The case is relevant because it clarified how to interpret Article 7(1)(c) of the Family Reunification Directive (Directive 2003/86), which establishes one of the requirements for the exercise of the right to family reunification of third country nationals for which Member States may request evidence. In particular the case concerned the requirement concerning the proof of “stable and regular resources which are sufficient to maintain [himself] and the members of [his] family, without recourse to the social assistance system of the Member State concerned. Member States shall evaluate these resources by reference to their nature and regularity and may take into account the level of minimum national wages and pensions as well as the number of family members.”
Mr Khachab is a third country national residing in Spain who holds a long-term residence permit in Spain. He applies for a temporary residence permit for his spouse (also third country national) on grounds of family reunification. The Spanish authorities refused the application because he has not provide sufficient proof that he has resources to maintain his family once reunited. The assessment of the Spanish authorities was based on the likelihood of the ... resources in question being retained in year following the date of submission of the application, taking into account the pattern of [his income] in the six months preceding that date. Mr Khachab appealed such decision. In the framework of appeal proceedings, the High Court of Justice decides to refer the case to the CJEU.

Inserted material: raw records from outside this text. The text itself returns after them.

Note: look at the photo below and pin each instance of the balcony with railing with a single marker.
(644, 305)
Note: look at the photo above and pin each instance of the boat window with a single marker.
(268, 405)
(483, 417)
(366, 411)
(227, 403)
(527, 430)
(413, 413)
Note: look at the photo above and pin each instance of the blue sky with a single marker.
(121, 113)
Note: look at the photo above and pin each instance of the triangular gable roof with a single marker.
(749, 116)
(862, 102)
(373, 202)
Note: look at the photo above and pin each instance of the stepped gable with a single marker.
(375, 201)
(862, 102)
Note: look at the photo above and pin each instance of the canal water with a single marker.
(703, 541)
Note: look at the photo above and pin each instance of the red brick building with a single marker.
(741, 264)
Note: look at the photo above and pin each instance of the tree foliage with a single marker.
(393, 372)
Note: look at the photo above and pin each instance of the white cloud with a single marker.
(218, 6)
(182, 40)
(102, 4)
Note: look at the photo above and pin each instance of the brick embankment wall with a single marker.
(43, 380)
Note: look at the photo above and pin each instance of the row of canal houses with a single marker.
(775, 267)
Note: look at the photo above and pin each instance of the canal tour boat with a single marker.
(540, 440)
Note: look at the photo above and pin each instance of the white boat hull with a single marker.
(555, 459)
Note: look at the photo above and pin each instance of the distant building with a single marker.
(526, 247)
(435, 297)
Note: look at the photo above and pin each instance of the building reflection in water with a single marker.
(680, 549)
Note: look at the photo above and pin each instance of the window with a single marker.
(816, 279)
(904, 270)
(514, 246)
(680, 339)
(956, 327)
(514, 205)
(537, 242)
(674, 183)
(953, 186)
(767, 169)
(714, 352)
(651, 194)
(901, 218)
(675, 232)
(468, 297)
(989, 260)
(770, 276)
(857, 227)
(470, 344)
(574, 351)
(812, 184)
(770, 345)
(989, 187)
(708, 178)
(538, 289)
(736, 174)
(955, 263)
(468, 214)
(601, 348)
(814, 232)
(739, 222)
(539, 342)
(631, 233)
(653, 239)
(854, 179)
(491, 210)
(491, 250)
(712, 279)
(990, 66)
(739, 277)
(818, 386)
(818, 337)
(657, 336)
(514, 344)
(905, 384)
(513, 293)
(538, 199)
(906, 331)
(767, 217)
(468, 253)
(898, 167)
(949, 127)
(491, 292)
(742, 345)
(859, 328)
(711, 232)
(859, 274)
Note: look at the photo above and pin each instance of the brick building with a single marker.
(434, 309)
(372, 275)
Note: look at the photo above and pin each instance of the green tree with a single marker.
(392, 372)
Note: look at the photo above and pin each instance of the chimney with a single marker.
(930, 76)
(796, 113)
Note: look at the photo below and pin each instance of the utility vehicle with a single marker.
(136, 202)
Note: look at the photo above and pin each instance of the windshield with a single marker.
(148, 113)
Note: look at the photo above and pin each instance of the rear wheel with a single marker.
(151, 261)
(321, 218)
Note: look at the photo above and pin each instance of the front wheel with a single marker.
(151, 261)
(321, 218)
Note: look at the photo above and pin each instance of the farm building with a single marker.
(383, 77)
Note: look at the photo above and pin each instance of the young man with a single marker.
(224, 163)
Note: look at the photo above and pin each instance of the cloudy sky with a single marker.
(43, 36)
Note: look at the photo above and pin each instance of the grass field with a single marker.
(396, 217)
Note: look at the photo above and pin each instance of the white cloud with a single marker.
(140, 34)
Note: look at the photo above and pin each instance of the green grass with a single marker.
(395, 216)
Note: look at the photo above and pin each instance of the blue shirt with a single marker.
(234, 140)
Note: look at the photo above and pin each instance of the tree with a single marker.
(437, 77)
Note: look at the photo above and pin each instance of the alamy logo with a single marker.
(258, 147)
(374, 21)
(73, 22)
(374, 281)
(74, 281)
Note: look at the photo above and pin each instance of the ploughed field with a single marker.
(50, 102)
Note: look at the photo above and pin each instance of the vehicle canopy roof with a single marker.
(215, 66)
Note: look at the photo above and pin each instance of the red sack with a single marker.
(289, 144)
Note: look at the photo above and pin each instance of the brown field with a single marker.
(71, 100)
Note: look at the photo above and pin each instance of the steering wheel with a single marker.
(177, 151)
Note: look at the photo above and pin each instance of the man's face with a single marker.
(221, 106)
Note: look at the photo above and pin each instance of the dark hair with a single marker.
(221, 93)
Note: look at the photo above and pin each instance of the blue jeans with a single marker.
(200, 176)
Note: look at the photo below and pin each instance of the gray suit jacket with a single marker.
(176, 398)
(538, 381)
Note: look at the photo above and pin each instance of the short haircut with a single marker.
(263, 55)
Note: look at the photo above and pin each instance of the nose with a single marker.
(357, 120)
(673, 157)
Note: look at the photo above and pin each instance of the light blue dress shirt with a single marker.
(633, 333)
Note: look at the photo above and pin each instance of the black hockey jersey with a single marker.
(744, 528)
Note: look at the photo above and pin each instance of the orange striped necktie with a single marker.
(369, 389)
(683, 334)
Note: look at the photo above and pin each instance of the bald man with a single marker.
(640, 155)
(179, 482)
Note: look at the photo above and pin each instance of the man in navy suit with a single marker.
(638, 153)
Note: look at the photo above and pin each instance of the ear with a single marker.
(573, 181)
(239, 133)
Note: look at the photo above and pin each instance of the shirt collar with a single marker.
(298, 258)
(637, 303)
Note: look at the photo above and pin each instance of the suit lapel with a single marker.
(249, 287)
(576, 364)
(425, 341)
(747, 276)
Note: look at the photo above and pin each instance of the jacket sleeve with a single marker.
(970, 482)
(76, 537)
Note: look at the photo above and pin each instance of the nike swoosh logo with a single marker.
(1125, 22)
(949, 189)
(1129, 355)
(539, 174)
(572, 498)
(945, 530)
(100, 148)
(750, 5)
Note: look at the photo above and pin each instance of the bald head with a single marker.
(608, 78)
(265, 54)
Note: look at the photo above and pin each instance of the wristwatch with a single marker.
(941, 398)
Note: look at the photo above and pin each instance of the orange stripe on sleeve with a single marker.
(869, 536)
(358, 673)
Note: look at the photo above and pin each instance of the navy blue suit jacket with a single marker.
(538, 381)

The legal questions arising from the present case are the following:
The CJEU found that, in principle, under Family Reunification Directive Member States are allowed to carry out a prospective assessment of the sponsor resources. According to the CJEU, it is evident from the words “stable” and “regular” that the financial resources of the sponsor must have certain degree of permanence and continuity.
This interpretation is “not contradicted by the fact, raised by the referring court, that Article 7(1) of Family Reunification Directive uses the present tense when it states that the Member State concerned may require the person who has submitted the application for family reunification to provide evidence that the sponsor ‘has’ the elements listed in subparagraphs (a) to (c) of that provision. The sponsor must indeed prove that he has all of those elements, including ‘resources which are sufficient’, at the time when his application for family reunification is being examined, which justifies the use of the present tense. However, since it is apparent from the wording of Article 7(1)(c) of that directive that the sponsor’s resources must be not only ‘sufficient’ but also ‘stable and regular’, such requirements imply a prospective assessment of those resources by the competent national authority.”
Furthermore, the CJEU considered proportionate and reasonable the assessment of the resources carried out by the national authorities, who conducted the prospective assessment on the basis of the resources being retained in year following the date of submission of the application, taking into account the pattern of [his income] in the six months preceding that date.